Muoversi fa bene, soprattutto quando un’articolazione comincia a fare male. Ma chi convive con l’artrosi dell’anca sa che tra una raccomandazione scritta sulla carta e riuscire davvero a salire le scale, alzarsi da una sedia o camminare senza dolore può esserci una grande distanza. Una nuova revisione Cochrane ridimensiona, almeno in parte, le aspettative: l’esercizio fisico può migliorare dolore e funzionalità, ma il beneficio medio sembra piuttosto piccolo e potrebbe non essere abbastanza evidente nella vita di tutti i giorni. Non è un invito a smettere di muoversi, bensì a spiegare ai pazienti con maggiore realismo che cosa l’attività fisica può offrire e a quali condizioni.

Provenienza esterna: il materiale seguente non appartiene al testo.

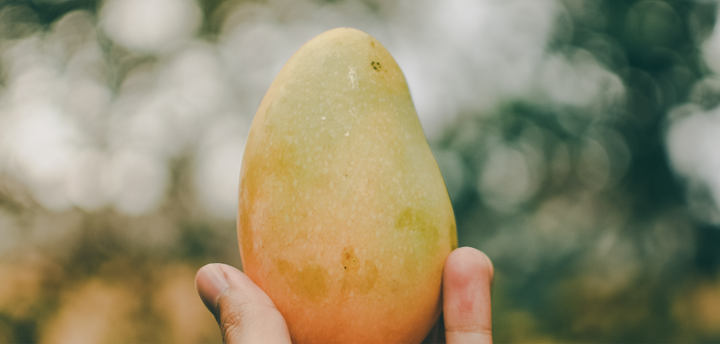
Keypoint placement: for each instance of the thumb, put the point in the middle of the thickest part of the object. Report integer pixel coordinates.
(244, 312)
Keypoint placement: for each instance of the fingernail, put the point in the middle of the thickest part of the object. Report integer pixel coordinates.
(210, 283)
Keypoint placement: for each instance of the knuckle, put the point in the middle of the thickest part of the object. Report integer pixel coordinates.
(230, 325)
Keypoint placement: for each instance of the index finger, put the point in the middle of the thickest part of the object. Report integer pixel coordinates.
(467, 278)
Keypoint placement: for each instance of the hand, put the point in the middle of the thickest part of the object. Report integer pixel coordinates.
(247, 315)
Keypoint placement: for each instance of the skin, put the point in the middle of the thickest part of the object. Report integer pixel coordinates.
(246, 314)
(344, 220)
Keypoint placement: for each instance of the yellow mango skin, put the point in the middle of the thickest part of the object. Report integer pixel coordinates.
(344, 219)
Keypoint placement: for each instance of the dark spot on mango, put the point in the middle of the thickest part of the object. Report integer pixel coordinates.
(349, 260)
(358, 278)
(308, 282)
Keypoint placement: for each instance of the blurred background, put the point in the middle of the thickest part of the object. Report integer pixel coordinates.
(579, 141)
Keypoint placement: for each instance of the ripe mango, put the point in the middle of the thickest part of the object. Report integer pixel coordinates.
(344, 219)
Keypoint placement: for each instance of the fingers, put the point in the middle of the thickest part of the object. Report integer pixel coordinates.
(467, 278)
(245, 313)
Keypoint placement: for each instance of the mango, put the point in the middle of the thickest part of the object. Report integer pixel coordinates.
(344, 219)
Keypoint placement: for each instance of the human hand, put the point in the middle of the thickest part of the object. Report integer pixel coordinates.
(247, 315)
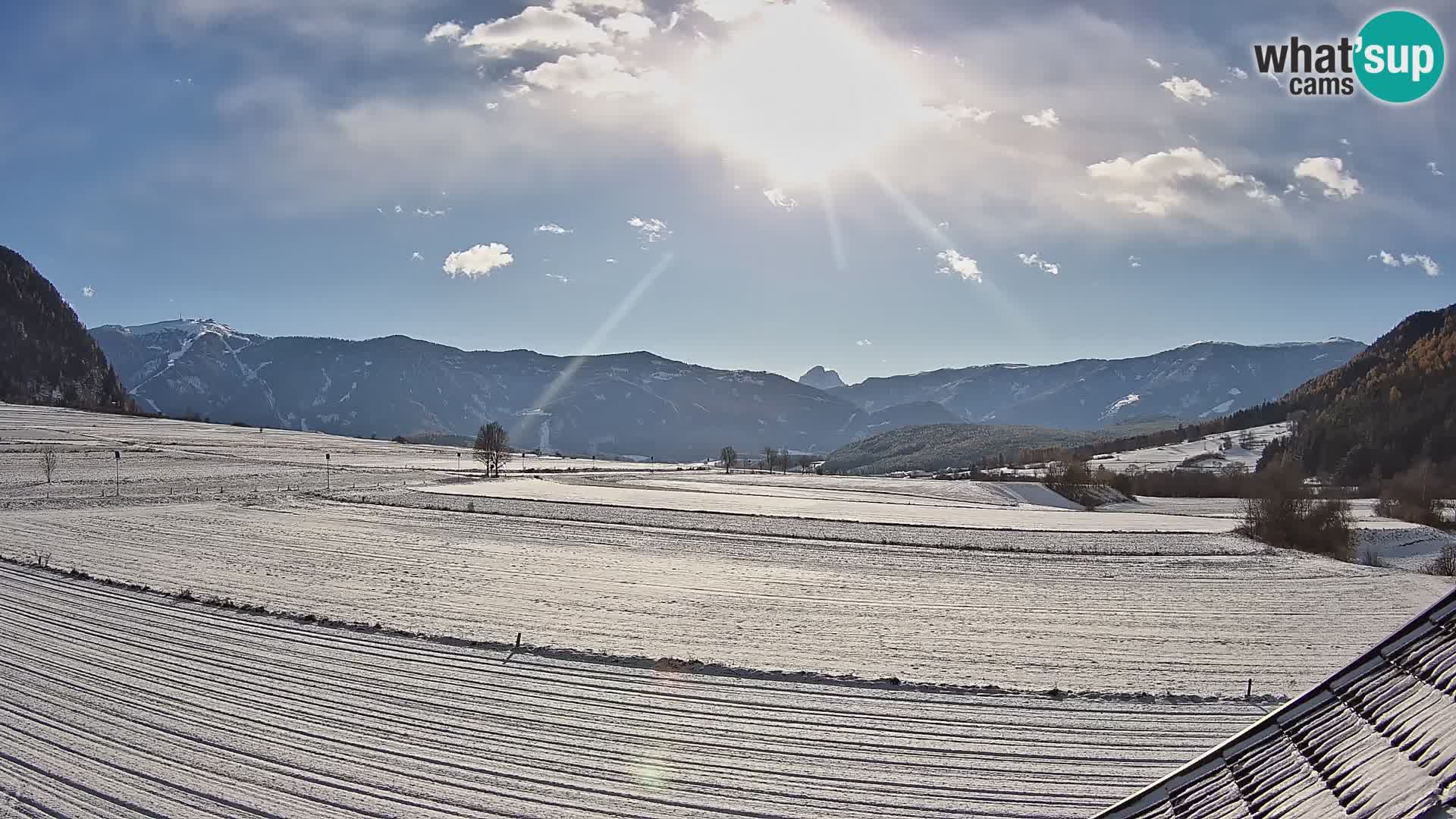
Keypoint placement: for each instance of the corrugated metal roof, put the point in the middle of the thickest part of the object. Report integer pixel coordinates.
(1376, 741)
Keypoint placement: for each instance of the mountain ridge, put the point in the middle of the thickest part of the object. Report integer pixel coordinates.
(46, 353)
(632, 403)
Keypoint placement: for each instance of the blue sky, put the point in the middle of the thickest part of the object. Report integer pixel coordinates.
(851, 186)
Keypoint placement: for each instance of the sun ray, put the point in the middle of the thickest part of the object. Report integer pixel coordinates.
(595, 340)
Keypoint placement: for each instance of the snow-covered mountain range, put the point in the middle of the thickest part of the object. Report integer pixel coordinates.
(645, 404)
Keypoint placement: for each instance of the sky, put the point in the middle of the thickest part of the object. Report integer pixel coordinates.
(871, 187)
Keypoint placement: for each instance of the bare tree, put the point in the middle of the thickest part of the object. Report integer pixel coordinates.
(492, 447)
(49, 463)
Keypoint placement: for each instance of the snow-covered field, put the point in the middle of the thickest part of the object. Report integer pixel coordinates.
(996, 504)
(1084, 621)
(117, 703)
(161, 457)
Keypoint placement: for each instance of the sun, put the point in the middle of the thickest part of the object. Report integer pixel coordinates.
(802, 93)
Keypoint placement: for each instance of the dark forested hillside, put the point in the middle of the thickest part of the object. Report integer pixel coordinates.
(1388, 409)
(46, 353)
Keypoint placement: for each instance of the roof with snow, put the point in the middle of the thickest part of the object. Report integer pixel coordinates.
(1375, 741)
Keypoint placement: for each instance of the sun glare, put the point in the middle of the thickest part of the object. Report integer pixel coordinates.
(802, 93)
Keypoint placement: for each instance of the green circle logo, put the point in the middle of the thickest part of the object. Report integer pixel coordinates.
(1400, 55)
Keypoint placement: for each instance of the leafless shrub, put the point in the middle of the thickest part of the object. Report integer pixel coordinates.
(49, 463)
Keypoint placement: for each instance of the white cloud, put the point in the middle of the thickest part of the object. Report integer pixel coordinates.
(1156, 184)
(535, 28)
(1407, 260)
(960, 112)
(588, 74)
(1188, 89)
(601, 5)
(650, 229)
(629, 25)
(730, 11)
(780, 199)
(444, 31)
(1034, 260)
(1046, 120)
(960, 265)
(478, 261)
(1329, 171)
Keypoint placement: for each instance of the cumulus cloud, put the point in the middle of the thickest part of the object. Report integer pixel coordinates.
(1034, 260)
(780, 199)
(1329, 171)
(730, 11)
(444, 31)
(1158, 184)
(1187, 89)
(535, 28)
(601, 5)
(960, 112)
(629, 25)
(954, 262)
(1407, 260)
(585, 74)
(478, 261)
(1046, 120)
(650, 231)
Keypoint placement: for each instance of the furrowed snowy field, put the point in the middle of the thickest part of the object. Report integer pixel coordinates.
(124, 701)
(165, 708)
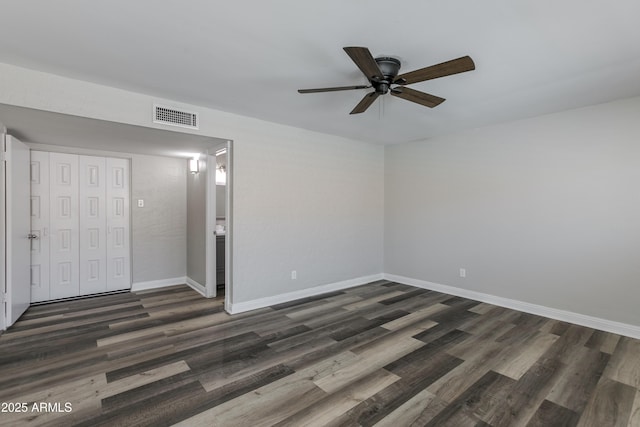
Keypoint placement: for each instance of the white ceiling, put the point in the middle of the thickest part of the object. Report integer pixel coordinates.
(249, 57)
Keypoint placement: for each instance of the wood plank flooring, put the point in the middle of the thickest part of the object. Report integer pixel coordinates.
(382, 354)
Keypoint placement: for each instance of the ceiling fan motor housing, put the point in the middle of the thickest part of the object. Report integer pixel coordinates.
(389, 67)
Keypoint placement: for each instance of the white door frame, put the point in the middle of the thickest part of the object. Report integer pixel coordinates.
(16, 225)
(211, 224)
(3, 283)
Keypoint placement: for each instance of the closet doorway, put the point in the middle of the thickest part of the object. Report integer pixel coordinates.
(80, 221)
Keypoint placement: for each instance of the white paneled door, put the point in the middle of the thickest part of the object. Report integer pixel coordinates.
(93, 225)
(64, 247)
(117, 200)
(40, 226)
(82, 214)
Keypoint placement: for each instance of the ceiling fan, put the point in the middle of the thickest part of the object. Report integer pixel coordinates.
(382, 73)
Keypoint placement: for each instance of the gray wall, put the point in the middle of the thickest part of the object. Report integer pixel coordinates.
(544, 210)
(160, 228)
(197, 224)
(306, 202)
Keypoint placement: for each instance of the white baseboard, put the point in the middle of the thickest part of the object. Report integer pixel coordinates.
(540, 310)
(154, 284)
(240, 307)
(197, 286)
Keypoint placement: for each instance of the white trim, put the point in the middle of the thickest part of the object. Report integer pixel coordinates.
(154, 284)
(625, 329)
(240, 307)
(196, 286)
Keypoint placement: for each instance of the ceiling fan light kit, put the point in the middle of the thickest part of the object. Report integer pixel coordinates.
(382, 74)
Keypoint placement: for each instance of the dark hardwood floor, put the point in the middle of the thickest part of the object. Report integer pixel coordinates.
(382, 354)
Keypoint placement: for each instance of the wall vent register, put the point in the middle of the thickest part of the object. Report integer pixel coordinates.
(174, 117)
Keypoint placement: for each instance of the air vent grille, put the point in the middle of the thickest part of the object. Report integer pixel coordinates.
(171, 116)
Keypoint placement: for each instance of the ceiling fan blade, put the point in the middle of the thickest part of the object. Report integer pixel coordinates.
(364, 60)
(332, 89)
(416, 96)
(448, 68)
(365, 103)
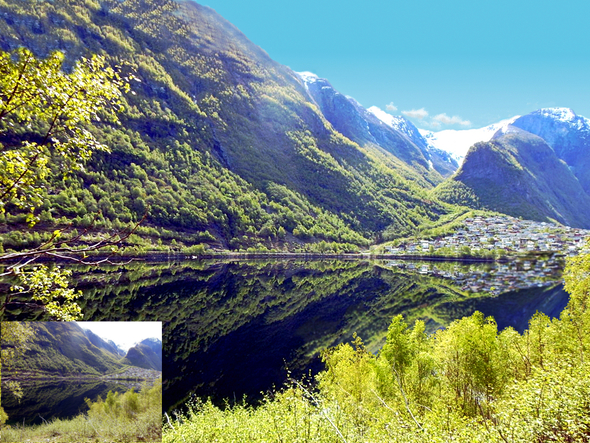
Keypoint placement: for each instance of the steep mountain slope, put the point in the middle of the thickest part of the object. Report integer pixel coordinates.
(62, 348)
(440, 160)
(222, 144)
(517, 173)
(108, 346)
(147, 354)
(567, 133)
(457, 142)
(356, 123)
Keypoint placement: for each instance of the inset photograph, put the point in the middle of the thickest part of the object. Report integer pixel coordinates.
(81, 381)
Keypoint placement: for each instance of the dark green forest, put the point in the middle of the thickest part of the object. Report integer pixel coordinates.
(217, 147)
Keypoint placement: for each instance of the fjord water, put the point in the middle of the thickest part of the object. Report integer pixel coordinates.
(233, 328)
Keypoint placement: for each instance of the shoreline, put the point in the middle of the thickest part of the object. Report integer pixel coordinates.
(157, 257)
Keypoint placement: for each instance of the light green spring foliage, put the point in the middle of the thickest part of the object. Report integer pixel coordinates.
(14, 337)
(37, 95)
(466, 383)
(129, 417)
(50, 287)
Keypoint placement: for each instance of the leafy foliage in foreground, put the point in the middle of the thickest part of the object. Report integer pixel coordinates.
(124, 417)
(222, 144)
(467, 383)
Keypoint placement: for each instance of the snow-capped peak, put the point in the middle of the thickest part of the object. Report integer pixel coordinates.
(562, 114)
(458, 142)
(308, 77)
(397, 122)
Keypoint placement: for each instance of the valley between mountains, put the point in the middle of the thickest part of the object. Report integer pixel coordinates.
(222, 149)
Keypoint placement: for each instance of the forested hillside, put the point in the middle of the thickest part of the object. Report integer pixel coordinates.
(218, 145)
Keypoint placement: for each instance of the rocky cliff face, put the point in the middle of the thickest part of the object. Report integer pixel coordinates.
(567, 133)
(146, 354)
(519, 174)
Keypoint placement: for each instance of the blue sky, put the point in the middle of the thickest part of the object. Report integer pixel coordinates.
(480, 62)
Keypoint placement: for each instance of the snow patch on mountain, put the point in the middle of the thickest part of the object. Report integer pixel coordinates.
(308, 77)
(458, 142)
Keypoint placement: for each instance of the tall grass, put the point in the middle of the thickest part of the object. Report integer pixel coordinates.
(128, 417)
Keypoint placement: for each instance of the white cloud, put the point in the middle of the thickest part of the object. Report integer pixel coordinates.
(420, 114)
(391, 107)
(446, 120)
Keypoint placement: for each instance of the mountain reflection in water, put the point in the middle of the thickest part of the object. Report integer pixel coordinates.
(232, 328)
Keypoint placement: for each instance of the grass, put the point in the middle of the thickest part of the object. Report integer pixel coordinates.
(130, 417)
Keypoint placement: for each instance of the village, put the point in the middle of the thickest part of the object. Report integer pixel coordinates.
(501, 235)
(494, 278)
(541, 247)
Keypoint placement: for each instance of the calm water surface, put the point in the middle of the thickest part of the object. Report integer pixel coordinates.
(233, 328)
(49, 399)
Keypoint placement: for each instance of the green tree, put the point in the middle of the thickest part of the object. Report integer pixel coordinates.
(44, 112)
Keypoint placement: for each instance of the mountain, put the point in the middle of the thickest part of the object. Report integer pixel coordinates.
(120, 351)
(458, 142)
(63, 348)
(439, 159)
(356, 123)
(109, 345)
(567, 133)
(519, 174)
(147, 354)
(220, 145)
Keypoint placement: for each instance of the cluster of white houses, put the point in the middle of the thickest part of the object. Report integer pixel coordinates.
(504, 233)
(492, 278)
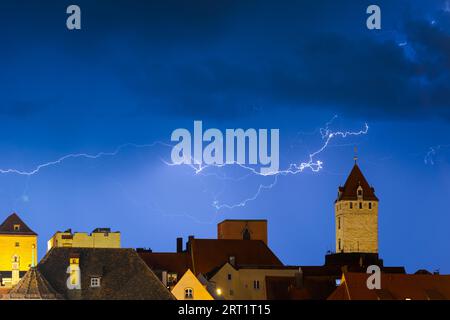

Una malattia che rende difficili anche i gesti più semplici

L’artrosi dell’anca è una malattia cronica che coinvolge l’intera articolazione e provoca dolore, rigidità e progressiva difficoltà nei movimenti. Può rendere complicati gesti quotidiani come salire le scale, camminare a lungo o alzarsi da una sedia ed è una causa importante di dolore e disabilità. L’esercizio viene raccomandato come trattamento di prima scelta perché dovrebbe rafforzare i muscoli, mantenere la mobilità articolare e aumentare la fiducia nella propria capacità di muoversi. I programmi possono comprendere esercizi di rinforzo, attività aerobica, allenamento funzionale e discipline mente-corpo.